There are 4 population-based follow-up studies, including our prior work,10 the Lundby study from Sweden,11 the Zurich cohort,12 and the Netherlands Mental Health Survey and Incidence Study (NEMESIS) follow-up.13 Our prior 13- to 15-year follow-up of the Baltimore site of the ECA study10 was based on individuals identified through a household survey using the Diagnostic Interview Schedule (DIS).14 There were too few cases of first lifetime onset to make stable estimates of duration and recurrence, so the estimates we produced were based on all existing cases at the baseline. We reported a median duration of major depressive episodes of 3 months, with slightly shorter episodes after the first. About 80% of the individuals in depressive episodes at baseline recovered within 5 years, and 50% of those who recovered experienced a recurrence.10 The NEMESIS study15 is the closest to ours in its assessment method, using the Composite International Diagnostic Interview16 instead of the DIS,14 and the same Life Chart Interview ([LCI], recalibrated to 3-month periods instead of 1-year periods).17 The sample of 273 persons in a depressive episode included first lifetime onset cases and those who had been free of depression at baseline, but who had a recurrent episode during the follow-up period of 2 years. The estimated duration of depressive episodes was 3 months.15 As reported in the Baltimore ECA study,10 recurrent episodes were slightly shorter than initial episodes.13 The Lundby study11 was based on a geographically defined population followed from 1947 through 1997. The latest report from that study focused on 344 persons with first lifetime episodes, as we do here (the Lundby cohort excluded 92 persons with co-occurring disorders, unlike this ECA report). About 40% of the Lundby cohort participants had recurrent episodes.

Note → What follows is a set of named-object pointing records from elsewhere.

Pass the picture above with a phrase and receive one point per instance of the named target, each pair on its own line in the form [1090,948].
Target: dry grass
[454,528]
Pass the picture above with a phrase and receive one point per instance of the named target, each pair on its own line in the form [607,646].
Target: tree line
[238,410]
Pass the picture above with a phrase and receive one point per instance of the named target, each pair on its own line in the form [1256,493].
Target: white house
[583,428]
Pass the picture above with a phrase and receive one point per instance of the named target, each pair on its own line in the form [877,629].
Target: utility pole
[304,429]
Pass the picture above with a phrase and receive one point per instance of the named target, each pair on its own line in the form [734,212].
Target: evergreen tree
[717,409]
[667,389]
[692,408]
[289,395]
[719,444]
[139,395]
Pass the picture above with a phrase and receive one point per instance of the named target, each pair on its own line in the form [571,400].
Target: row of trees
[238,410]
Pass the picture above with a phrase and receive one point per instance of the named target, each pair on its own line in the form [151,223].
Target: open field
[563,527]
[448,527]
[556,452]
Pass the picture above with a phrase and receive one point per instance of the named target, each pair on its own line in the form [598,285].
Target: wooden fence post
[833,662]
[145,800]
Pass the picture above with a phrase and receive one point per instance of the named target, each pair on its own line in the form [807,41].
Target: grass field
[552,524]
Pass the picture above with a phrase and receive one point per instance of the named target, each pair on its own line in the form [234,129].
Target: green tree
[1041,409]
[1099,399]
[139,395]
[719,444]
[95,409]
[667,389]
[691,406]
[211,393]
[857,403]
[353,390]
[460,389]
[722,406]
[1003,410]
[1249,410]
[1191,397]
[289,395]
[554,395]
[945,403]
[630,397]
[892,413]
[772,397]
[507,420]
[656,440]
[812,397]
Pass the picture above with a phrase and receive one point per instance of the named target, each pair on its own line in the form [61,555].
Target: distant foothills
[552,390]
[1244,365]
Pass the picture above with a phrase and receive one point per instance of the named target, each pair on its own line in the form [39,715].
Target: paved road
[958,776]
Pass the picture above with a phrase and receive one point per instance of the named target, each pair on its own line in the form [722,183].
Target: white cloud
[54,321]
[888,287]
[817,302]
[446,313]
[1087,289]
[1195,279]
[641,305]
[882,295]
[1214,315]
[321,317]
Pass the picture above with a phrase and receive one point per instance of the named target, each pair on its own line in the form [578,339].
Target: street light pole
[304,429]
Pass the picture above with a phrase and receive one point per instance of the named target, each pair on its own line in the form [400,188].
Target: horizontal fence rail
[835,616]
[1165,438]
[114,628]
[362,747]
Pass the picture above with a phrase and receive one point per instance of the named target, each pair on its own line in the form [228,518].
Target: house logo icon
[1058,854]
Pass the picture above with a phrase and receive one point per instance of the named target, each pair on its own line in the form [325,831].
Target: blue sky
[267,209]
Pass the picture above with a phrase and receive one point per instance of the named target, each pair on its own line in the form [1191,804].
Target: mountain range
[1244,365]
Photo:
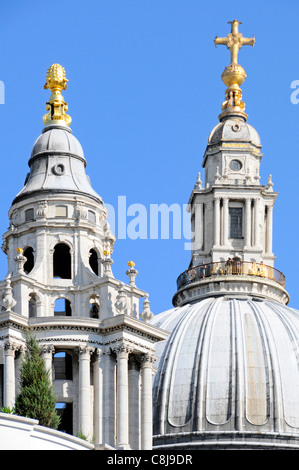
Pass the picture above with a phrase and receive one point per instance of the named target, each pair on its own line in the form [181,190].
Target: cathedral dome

Major depressive disorder is known to have a modest genetic basis, and there is a substantial body of work investigating this genetic underpinning of MDD, including association and linkage studies.18 The severity and age at onset of depression have been related to familial history.19 An insertion/deletion polymorphism in the promoter region of the serotonin transporter gene (5HTT) has gained attention as a plausible candidate for risk of MDD. Typically 2 alleles in this gene have been compared: a short allele (s) that is putatively related to lower gene expression,20 and a long allele (l). More recently, additional polymorphisms have been described that complicate this picture.21,22 There have been several studies reporting a relationship between the s allele and MDD; however, these have not been consistently replicated. There have been several meta-analytic studies that have also reported inconsistent findings regarding 5HTT, depression, and suicidal behavior.23 In addition to these case-control studies, there have been several studies reporting a relationship between 5HTT and depression in specific populations, such as the elderly,24 alcoholics,2528 and patients with anxiety disorders, neuroticism,2931 or obsessive-compulsive disorder.32,33 There has been 1 study that found a significant relationship between the polymorphism and MDD severity.34 Finally, there are reports of a relationship between this polymorphism and adverse life events culminating in MDD,35 although there have been conflicting findings.36 Less has been studied concerning the relationship between this polymorphism and the natural course of depression.

SAMPLE

In 1981, 175 211 adult residents of East Baltimore were sampled probabilistically for participation in the Baltimore site of the ECA Program.3739 From 1993 through June 1996, 1920 of those interviewed in 1981 were interviewed again.10 Because most of the interviews occurred in 1993, this year is used as shorthand (ie, 1993) to designate this wave of the cohort study. In 2004 and the first half of 2005, 1071 of those interviewed in 1993 were interviewed again (likewise the shorthand 2004 is used for this wave). Attrition in the study was cumulative, in that the target sample for interviews in 2004 consisted only of those successfully interviewed in 1993.40 The relationship between depression during early waves and attrition during later waves was not strong or significant.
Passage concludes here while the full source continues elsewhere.